Malte leidet unter einer Mutation des X-Chromosoms. Beim Fragilen-X-Syndrom wird das sogenannte FMRP-Protein nicht produziert. Dieses Protein ist für die normale Entwicklung des Gehirns essenziell. Die Folge: Malte hat Defizite in der Sprache und bei der Konzentration. Motorisch hat er keine Schwierigkeiten.
Schubert spricht offen über die Einschränkungen ihres Sohnes – auch, weil sie anderen Eltern Mut machen will, deren Kinder ebenfalls betroffen sind. Mit dem Down-Syndrom zählt das Fragile-X-Syndrom zu den häufigsten genetischen Ursachen geistiger Behinderung und kann über einen Bluttest festgestellt werden. „Malte hat einen sozialen und emotionalen Stand von einem Kind, das unter drei Jahre alt ist“, erzählt seine Mutter.
Deswegen braucht der Siebenjährige Unterstützung im Alltag, auch in der Schule. Maltes Schulbegleiterin Felice Waibel kommt von der Agentur „Happy Evolution“ aus Barsinghausen – ein junges Unternehmen, das erst vor knapp eineinhalb Jahren gegründet wurde. Der Name des Schulbegleitungsdienstes passt gut, heißt er doch übersetzt „glückliche Entwicklung“. Denn genau darum geht es.
Schulbegleitung ist ein wichtiger Bestandteil der Inklusion, der Kindern und Jugendlichen mit Beeinträchtigungen eine gleichberechtigte Teilhabe am Schulalltag ermöglicht und ihre persönliche Entwicklung unterstützt. Das Einzugsgebiet von „Happy Evolution“ reicht vom Landkreis Schaumburg bis nach Burgwedel. Das Jugendamt der Region Hannover vergibt die Aufträge an den Schulbegleitungsdienst und teilt die Kinder zu, bezahlt auch die Dienstleistung.

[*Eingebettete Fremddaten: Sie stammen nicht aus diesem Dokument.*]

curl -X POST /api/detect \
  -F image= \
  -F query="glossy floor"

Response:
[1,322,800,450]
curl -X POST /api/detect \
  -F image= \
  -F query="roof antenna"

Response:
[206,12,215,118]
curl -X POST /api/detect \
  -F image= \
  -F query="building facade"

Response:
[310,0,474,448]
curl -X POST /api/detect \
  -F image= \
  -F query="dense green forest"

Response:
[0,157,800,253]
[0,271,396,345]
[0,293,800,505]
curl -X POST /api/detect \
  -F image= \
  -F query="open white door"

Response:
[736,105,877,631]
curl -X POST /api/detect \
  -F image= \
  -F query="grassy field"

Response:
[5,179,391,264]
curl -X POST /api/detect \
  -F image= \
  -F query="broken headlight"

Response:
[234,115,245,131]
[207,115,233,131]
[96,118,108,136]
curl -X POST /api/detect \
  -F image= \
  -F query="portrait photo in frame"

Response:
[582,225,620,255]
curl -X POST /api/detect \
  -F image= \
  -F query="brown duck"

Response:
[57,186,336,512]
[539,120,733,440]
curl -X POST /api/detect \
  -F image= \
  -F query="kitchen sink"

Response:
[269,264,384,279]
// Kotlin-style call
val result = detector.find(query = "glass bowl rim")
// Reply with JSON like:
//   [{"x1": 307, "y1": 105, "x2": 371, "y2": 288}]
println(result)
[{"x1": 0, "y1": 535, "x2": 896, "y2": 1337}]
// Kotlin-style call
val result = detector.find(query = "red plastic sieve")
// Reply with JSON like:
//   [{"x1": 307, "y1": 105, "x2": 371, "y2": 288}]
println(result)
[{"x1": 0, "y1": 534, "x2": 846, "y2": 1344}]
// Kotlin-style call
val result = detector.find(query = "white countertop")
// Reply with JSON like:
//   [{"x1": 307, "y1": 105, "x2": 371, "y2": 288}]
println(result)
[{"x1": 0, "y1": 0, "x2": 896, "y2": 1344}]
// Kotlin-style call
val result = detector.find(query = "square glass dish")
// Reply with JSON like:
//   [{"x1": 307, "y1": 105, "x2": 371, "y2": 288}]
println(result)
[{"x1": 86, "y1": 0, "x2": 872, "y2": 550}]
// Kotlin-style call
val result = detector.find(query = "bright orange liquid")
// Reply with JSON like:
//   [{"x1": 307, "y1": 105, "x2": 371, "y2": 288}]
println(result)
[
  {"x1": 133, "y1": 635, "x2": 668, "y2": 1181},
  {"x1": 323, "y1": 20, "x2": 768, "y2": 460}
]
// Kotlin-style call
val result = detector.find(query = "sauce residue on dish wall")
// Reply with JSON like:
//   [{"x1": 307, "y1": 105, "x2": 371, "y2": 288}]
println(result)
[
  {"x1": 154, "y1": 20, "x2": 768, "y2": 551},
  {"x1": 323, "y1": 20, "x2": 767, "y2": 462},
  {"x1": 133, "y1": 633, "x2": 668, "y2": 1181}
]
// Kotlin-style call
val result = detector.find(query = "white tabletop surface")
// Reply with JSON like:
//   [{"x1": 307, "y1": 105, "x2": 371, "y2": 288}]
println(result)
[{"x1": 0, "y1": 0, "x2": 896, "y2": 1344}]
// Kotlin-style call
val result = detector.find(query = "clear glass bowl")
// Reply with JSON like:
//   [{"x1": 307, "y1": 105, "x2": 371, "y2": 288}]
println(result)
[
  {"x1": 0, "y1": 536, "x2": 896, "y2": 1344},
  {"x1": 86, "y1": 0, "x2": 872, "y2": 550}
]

Bereits im Alter von zwei Jahren wurde bei Malte festgestellt, dass seine Sprachentwicklung nicht altersgerecht ist. Es folgten über die nächsten Jahre viele Rehamaßnahmen, Therapien, Anwendungen, Untersuchungen – bis schließlich drei Jahre später die Medizinische Hochschule Hannover die endgültige Diagnose stellte.
Zu diesem Zeitpunkt besuchte Malte in Wunstorf einen heilpädagogischen Kindergarten. Man habe dann lange überlegt, wie es weitergeht, berichtet seine Mutter. „Die Erzieher waren dort ganz toll. Klar war, dass es keine Regelschule sein kann“, sagt sie. Schließlich entschied man sich für die Janusz-Korczak-Schule in Springe, eine Förderschule mit dem Schwerpunkt geistige Entwicklung.
Nun fehlte nur noch die passende Schulbegleitung für Malte. „Ich habe viel im Internet gesucht, aber nichts gefunden“, sagt seine Mutter. Mehr durch Zufall und über ihren Schwager, der bei dem damals gerade erst neu gegründeten Unternehmen an der Bahnhofstraße in Barsinghausen die Telefonanlage installierte, kam der Kontakt zu „Happy Evolution“ zustande.
Schulbegleiterin Waibel begleitet Malte 25 Stunden in der Woche. Der Junge wird von zu Hause in Groß Munzel abgeholt und mit dem Kleinbus zur Schule gebracht. Dort wartet seine Schulbegleiterin dann bereits auf ihn. Waibel ist zufrieden: „Malte entwickelt sich gut, findet Zutrauen und macht Fortschritte in seinem Sozialverhalten“, findet sie.
Die Schulbegleiterinnen und Schulbegleiter von „Happy Evolution“ sind allesamt motiviert. „Es ist ein Job, aber auch eine Leidenschaft“, sagt Geschäftsführerin und Mit-Unternehmensgründerin Tatjana Spenst. Sie erzählt von einem Fall, als ein Mädchen im Rollstuhl dank der Schulbegleitung auf einen Rollator wechseln konnte. „Wir bedienen jede Diagnose“, betont Spenst. Begleitet werden Kinder und Jugendliche vom Kita-Alter bis zur Volljährigkeit.
Und die Nachfrage ist groß. „Wir bekommen so viele Anfragen – wir könnten sofort 50 Leute einstellen“, sagt der zweite Geschäftsführer von „Happy Evolution“, Marcin Hrynkiewicz. Der Bedarf an Schulbegleitung sei einfach sehr hoch. Aber weil sich eine Schulbegleitung immer nur um ein Kind kümmere, müsse man momentan viele Kinder ablehnen. Da bliebe zunächst dann nur die Warteliste. Aktuell beschäftigt „Happy Evolution“ 19 Schulbegleiterinnen und Schulbegleiter. Zum neuen Schuljahr sollen weitere hinzukommen.